Kim Scott’s Taboo (Picador), which tells the story of a group of Noongar people who revisit (for the first time in many decades) the site of a massacre, was awarded the $30,000 Indigenous Writers’ Prize and the $10,000 Book of the Year prize.
Bram Presser’s The Book of Dirt (Text) also received multiple awards, including the $40,000 Christina Stead Prize for Fiction, the $5000 Glenda Adams Award for New Writing and the People’s Choice Award. Part fiction, part family history, The Book of Dirt tells the story of Presser’s grandparents, Jakub Rand and Dasa Roubickova, who lived in Prague during Nazi occupation.
The full list of winners is:
Book of the Year ($10,000)
- Taboo (Kim Scott, Picador)
Christina Stead Prize for Fiction ($40,000)
- The Book of Dirt (Bram Presser, Text)
Douglas Stewart Prize for Nonfiction ($40,000)
- Passchendaele: Requiem for Doomed Youth (Paul Ham, William Heinemann)
Kenneth Slessor Prize for Poetry ($30,000)
- Argosy (Bella Li, Vagabond Press)
Patricia Wrightson Prize for Children’s Literature ($30,000)
- How to Bee (Bren MacDibble, A&U)
Ethel Turner Prize for Young Adult’s Literature ($30,000)

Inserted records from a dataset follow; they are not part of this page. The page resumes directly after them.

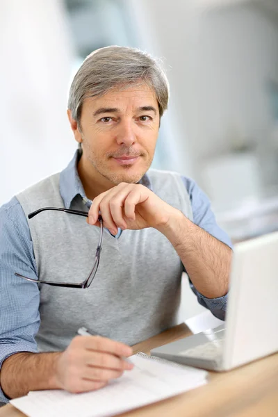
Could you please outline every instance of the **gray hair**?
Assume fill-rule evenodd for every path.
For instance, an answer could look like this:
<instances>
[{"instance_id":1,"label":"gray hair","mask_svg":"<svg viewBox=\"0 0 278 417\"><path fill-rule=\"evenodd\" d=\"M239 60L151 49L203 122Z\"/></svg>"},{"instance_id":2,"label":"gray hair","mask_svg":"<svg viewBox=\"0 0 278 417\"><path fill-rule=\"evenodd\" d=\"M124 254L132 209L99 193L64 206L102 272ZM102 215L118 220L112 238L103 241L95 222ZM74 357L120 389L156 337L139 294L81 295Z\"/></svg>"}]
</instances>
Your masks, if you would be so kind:
<instances>
[{"instance_id":1,"label":"gray hair","mask_svg":"<svg viewBox=\"0 0 278 417\"><path fill-rule=\"evenodd\" d=\"M87 56L72 83L68 108L79 127L85 99L101 96L111 89L128 88L138 82L154 90L161 117L167 108L169 84L158 60L128 47L106 47Z\"/></svg>"}]
</instances>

- The Ones that Disappeared (Zana Fraillon, Hachette)
Indigenous Writers’ Prize ($30,000, offered biennially)
- Taboo (Kim Scott, Picador)
Multicultural NSW Award ($20,000)
- The Permanent Resident (Roanna Gonsalves, UWA Publishing)
Nick Enright Prize for Playwriting ($30,000)

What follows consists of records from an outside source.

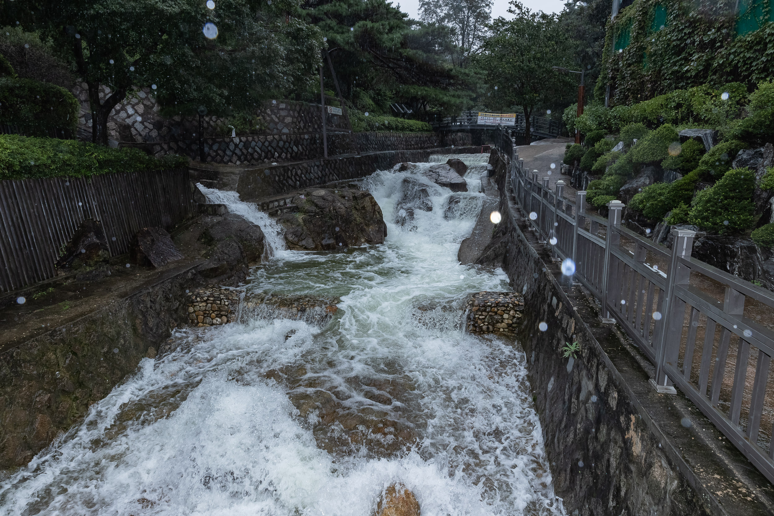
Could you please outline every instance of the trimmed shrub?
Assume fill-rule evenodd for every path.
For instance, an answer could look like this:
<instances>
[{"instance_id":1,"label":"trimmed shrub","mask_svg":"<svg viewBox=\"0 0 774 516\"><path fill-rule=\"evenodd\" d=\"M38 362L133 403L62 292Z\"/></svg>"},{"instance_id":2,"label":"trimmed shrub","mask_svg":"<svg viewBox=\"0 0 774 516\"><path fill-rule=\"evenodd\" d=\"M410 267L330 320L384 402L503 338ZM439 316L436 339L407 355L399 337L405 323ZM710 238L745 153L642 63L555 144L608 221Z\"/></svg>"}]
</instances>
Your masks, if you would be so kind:
<instances>
[{"instance_id":1,"label":"trimmed shrub","mask_svg":"<svg viewBox=\"0 0 774 516\"><path fill-rule=\"evenodd\" d=\"M426 121L407 120L395 117L365 116L350 110L350 120L355 132L379 131L382 132L433 132L433 127Z\"/></svg>"},{"instance_id":2,"label":"trimmed shrub","mask_svg":"<svg viewBox=\"0 0 774 516\"><path fill-rule=\"evenodd\" d=\"M586 135L586 138L584 138L584 145L585 145L587 149L594 147L597 145L597 142L604 139L604 131L592 131Z\"/></svg>"},{"instance_id":3,"label":"trimmed shrub","mask_svg":"<svg viewBox=\"0 0 774 516\"><path fill-rule=\"evenodd\" d=\"M564 159L563 162L566 165L572 165L576 161L580 161L585 153L583 145L580 143L573 144L570 149L564 151Z\"/></svg>"},{"instance_id":4,"label":"trimmed shrub","mask_svg":"<svg viewBox=\"0 0 774 516\"><path fill-rule=\"evenodd\" d=\"M14 71L13 67L11 66L11 63L5 56L0 54L0 77L16 77L16 72Z\"/></svg>"},{"instance_id":5,"label":"trimmed shrub","mask_svg":"<svg viewBox=\"0 0 774 516\"><path fill-rule=\"evenodd\" d=\"M590 201L593 206L601 208L603 206L606 206L608 203L611 200L615 200L615 196L611 195L600 195L594 198L593 200Z\"/></svg>"},{"instance_id":6,"label":"trimmed shrub","mask_svg":"<svg viewBox=\"0 0 774 516\"><path fill-rule=\"evenodd\" d=\"M685 203L680 203L666 217L666 224L670 226L688 224L690 220L690 207Z\"/></svg>"},{"instance_id":7,"label":"trimmed shrub","mask_svg":"<svg viewBox=\"0 0 774 516\"><path fill-rule=\"evenodd\" d=\"M111 149L76 140L0 135L0 179L82 177L188 166L188 159L160 159L137 149Z\"/></svg>"},{"instance_id":8,"label":"trimmed shrub","mask_svg":"<svg viewBox=\"0 0 774 516\"><path fill-rule=\"evenodd\" d=\"M765 248L774 248L774 224L761 226L750 234L755 244Z\"/></svg>"},{"instance_id":9,"label":"trimmed shrub","mask_svg":"<svg viewBox=\"0 0 774 516\"><path fill-rule=\"evenodd\" d=\"M642 140L649 132L650 130L642 124L629 124L621 129L621 141L626 149L630 149L635 140Z\"/></svg>"},{"instance_id":10,"label":"trimmed shrub","mask_svg":"<svg viewBox=\"0 0 774 516\"><path fill-rule=\"evenodd\" d=\"M761 183L758 185L761 190L774 190L774 166L766 169L766 173L761 178Z\"/></svg>"},{"instance_id":11,"label":"trimmed shrub","mask_svg":"<svg viewBox=\"0 0 774 516\"><path fill-rule=\"evenodd\" d=\"M754 172L747 168L729 170L714 186L694 198L690 223L720 234L752 227L755 221L752 200L755 187Z\"/></svg>"},{"instance_id":12,"label":"trimmed shrub","mask_svg":"<svg viewBox=\"0 0 774 516\"><path fill-rule=\"evenodd\" d=\"M51 128L75 132L80 104L63 87L32 79L0 78L0 124L36 135Z\"/></svg>"},{"instance_id":13,"label":"trimmed shrub","mask_svg":"<svg viewBox=\"0 0 774 516\"><path fill-rule=\"evenodd\" d=\"M700 177L719 179L731 169L731 162L742 149L747 149L747 144L738 140L722 142L710 149L710 152L699 160L697 170Z\"/></svg>"},{"instance_id":14,"label":"trimmed shrub","mask_svg":"<svg viewBox=\"0 0 774 516\"><path fill-rule=\"evenodd\" d=\"M680 153L671 154L661 162L662 168L669 170L680 170L683 173L690 172L699 166L699 161L704 153L704 145L691 138L680 146Z\"/></svg>"},{"instance_id":15,"label":"trimmed shrub","mask_svg":"<svg viewBox=\"0 0 774 516\"><path fill-rule=\"evenodd\" d=\"M632 148L633 163L652 163L660 162L669 157L670 145L680 142L680 136L673 125L666 124L655 131L651 131L642 141Z\"/></svg>"}]
</instances>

- Black is the New White (Nakkiah Lui, Sydney Theatre Company)
Betty Roland Prize for Scriptwriting ($30,000, joint winners)
- Deep Water: The Real Story (Aman da Blue & Jacob Hickey, Blackfella Films)
- Top of the Lake: China Girl, Series 2 Episode 4 ‘Birthday’ (Jane Campion & Gerard Lee, See-Saw Films)
UTS Glenda Adams Award for New Writing ($5000)
- The Book of Dirt (Bram Presser, Text)
People’s Choice Award
- The Book of Dirt (Bram Presser, Text)
Awards judge Suzanne Leal said, ‘With clarity, with urgency and often, too, with humour, the winning entries challenge our understanding of Australia’s history and question where we are headed. We congratulate the writers—both new and established—for these exciting, original and thought-provoking works.’